Monthly Archives: November 2006

pre-cocktail party list to do

in prep. for my very exciting traditional cocktail party full of interesting people this sat., I have a serious list of things to do. so serious that when a PM in the MD office asked if I could come down for a day this week I said “HECK NO” and then had to straighten my schedule out before I called him back and said “oh, how about Wednesday?” Which, luckily, isn’t good for him, so I won’t be traveling this week.
of course, now that my couch is covered I’m feeling kind of awesome about the other stuff I have to do. no big deal, right?

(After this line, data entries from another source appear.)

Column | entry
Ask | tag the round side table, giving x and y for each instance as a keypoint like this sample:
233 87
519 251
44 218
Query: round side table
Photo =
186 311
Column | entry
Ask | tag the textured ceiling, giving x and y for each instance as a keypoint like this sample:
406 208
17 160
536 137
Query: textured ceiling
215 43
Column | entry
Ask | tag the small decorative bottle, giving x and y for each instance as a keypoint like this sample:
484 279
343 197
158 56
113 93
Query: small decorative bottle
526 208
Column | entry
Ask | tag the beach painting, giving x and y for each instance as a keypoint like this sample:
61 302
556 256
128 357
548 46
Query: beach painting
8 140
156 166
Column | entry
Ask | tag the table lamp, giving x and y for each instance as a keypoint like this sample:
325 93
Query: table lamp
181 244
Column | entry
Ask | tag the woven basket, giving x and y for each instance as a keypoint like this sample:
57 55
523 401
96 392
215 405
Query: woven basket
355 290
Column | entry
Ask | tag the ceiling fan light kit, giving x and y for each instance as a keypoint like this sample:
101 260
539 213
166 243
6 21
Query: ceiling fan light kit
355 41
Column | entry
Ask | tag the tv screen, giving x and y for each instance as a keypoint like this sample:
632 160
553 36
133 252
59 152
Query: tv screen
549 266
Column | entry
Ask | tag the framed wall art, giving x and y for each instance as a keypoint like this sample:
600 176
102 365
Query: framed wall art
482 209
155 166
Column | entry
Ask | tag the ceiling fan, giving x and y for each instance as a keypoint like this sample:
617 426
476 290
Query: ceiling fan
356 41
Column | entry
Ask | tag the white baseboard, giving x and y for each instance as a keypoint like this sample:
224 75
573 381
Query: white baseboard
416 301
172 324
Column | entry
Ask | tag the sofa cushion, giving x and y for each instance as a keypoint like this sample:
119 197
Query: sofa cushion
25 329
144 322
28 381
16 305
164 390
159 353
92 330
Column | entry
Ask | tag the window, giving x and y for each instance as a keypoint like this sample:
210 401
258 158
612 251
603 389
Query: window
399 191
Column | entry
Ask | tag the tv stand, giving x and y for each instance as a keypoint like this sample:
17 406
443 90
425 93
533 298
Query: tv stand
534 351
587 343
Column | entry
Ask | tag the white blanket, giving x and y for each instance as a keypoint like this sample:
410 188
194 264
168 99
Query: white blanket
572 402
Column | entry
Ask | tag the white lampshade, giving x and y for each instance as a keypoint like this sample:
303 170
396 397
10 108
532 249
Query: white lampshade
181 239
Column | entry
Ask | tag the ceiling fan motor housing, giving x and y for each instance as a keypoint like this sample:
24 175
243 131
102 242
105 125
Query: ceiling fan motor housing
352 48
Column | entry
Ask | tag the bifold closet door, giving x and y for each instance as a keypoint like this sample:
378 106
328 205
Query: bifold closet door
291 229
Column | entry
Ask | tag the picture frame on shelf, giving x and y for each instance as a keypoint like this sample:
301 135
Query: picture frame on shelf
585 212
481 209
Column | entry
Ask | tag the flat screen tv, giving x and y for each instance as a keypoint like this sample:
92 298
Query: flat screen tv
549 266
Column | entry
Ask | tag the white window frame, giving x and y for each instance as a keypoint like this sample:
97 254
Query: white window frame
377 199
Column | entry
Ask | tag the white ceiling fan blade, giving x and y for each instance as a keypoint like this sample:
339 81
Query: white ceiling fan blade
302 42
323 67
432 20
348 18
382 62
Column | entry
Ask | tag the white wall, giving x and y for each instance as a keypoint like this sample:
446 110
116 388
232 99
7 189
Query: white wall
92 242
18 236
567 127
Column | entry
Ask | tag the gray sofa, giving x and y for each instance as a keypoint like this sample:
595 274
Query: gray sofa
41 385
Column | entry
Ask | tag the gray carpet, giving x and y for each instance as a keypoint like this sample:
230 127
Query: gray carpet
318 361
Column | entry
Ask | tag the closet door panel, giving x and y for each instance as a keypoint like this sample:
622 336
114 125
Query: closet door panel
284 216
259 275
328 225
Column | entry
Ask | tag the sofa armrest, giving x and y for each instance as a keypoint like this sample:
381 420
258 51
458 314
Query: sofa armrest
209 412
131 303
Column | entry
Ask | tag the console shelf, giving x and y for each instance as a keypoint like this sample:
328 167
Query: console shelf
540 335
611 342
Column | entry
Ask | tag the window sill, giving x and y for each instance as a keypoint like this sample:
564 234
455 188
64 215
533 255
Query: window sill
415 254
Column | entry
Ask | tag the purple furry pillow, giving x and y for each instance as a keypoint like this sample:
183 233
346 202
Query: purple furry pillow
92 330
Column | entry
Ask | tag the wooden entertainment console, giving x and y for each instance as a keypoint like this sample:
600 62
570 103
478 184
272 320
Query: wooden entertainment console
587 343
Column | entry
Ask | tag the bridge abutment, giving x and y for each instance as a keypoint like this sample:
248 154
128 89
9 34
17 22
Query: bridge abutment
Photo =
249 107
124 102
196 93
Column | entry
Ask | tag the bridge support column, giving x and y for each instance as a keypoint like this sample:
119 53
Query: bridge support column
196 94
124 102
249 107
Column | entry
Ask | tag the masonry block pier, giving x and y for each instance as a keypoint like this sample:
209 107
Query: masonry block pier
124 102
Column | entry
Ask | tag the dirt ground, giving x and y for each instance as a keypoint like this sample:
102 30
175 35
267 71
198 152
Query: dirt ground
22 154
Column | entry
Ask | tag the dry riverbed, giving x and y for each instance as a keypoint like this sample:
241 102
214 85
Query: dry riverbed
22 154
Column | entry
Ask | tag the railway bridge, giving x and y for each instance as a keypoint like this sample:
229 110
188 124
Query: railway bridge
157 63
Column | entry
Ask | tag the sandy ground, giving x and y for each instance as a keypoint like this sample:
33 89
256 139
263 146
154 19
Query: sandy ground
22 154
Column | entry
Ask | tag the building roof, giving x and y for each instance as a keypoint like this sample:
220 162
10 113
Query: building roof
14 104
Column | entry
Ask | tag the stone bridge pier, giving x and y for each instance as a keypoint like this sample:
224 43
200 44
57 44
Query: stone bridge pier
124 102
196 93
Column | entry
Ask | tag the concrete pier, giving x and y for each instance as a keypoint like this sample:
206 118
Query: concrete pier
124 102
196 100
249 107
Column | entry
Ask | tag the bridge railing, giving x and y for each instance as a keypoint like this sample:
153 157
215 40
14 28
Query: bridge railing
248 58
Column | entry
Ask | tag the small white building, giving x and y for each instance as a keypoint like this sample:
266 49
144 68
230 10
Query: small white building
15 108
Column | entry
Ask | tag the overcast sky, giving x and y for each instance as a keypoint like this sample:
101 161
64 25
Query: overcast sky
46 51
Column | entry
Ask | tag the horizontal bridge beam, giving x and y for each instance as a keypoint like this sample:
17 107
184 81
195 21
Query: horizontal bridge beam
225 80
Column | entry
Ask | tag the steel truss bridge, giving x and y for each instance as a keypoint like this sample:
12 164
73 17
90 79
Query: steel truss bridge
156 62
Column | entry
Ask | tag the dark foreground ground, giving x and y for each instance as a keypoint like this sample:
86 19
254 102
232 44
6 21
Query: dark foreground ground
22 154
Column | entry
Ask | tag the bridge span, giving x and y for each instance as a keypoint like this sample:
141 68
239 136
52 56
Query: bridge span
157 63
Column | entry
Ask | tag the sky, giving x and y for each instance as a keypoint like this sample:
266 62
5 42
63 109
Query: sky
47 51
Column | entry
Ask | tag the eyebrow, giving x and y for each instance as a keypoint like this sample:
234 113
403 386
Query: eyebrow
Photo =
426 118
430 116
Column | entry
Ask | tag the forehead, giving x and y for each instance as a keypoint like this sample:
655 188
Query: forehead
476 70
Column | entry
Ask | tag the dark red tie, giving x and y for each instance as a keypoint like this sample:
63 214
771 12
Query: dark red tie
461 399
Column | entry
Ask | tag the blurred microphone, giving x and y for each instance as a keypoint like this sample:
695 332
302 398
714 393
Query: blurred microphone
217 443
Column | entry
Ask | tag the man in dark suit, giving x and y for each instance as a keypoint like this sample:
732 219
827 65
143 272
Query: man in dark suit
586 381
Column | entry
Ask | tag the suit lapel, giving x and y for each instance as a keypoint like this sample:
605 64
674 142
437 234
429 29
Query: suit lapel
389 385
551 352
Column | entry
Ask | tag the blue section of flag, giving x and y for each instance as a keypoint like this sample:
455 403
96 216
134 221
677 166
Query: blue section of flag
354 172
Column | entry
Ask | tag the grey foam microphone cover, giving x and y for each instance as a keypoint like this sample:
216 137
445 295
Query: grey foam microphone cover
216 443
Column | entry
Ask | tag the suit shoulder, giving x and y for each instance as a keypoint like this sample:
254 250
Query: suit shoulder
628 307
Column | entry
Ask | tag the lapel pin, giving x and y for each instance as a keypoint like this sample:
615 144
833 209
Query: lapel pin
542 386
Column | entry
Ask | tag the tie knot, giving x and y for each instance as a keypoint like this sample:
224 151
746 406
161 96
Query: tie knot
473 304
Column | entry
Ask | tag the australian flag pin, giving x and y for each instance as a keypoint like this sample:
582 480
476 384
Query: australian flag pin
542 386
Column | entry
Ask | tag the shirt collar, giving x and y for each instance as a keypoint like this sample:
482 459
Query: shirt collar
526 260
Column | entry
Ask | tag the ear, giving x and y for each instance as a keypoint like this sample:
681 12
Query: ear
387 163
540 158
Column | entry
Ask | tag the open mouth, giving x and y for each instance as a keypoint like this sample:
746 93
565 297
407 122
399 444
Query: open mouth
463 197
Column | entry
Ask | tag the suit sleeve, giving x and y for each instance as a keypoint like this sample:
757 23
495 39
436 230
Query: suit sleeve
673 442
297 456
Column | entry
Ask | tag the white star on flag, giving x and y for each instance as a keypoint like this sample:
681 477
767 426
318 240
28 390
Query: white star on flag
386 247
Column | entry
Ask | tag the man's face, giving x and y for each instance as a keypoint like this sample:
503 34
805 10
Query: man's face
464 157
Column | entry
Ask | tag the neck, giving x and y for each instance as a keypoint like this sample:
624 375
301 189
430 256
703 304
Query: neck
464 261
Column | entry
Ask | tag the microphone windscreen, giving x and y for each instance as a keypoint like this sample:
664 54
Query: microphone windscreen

  • clean the kitchen, including the mopping of the floor. I have put away most of the china/dishes from gramma’s house so that’s something.
  • donate clothes that are in my hall
  • finish cleaning the living room. areas that are outstanding are small, but include: the stuff on one of my end tables and a bunch of magazines on the floor. also a box of crafty things that will go to the basement until I can find a place for them to live in my apartment.
  • clean my bedroom. this is bigger. will take some serious work.
  • hang things on the walls: old photo of my family, pressed metal stork, tin-can flower paintings, mountain dulcimer, ceramic horses head, gramma’s weaving.
  • laundry, including two new sheet sets.
  • sew cocktail dress. I have the fabric (repurposing some fabric we’d bought for curtains in pgh and never used) and the pattern (a butterick vintage reissue of a sheath dress with an interesting open neckline.
  • shopping and making of horse doovers. I will ask for help to do this on sat.
  • hairs cut. sat. also.

all this, and then there are the following work functions that I need to squeeze in:

  • Tuesday: dinner with co-workers?
  • Wednesday: drinks with new company we’re merging with?
  • Thursday: making a diaper cake for a coworker who is going out on maternity leave this week?
  • Friday: office party
  • Monday-Friday: working my day job.

So. Not too bad. [insert sound of manical laughter here.] the way I think it will work is today after work I will do beauty things (I am having my legs waxed for the first time! eee!) and I’ll clean the kitchen for real. Tomorrow after dinner I will cut the dress and start sewing. See also Wednesday, Thursday. Thursday I will do laundry and clean my bedroom. The plan is to have everything done by Friday morning so I can wake up on Sat., get a hair cut, and go to market for appetizer supplies. And then I can spend the day mixing drinks and piping soft cheese onto crackers instead of finishing my dress, cleaning my house, AND piping soft cheese.

what I did on sunday

yesterday I took about 11 1/2 hours and reupholstered my couch. to be fair, it really took about 10 hours – there was some time spent on the phone with kathleen, or eating lunch, or lying on the floor and staring at the ceiling. but it was worth the pin sticks and the long toil, because here it is: my beautiful, reupholstered couch!

finishedcouch2
it took so very very long because the fabric that I bought was only 54″ wide, and my couch is, obviously, much longer than that. so I split the fabric and sewed it onto the ends of another piece to avoid a seam down the middle, and that was horrible excrutiating work, but it came out awfully nice.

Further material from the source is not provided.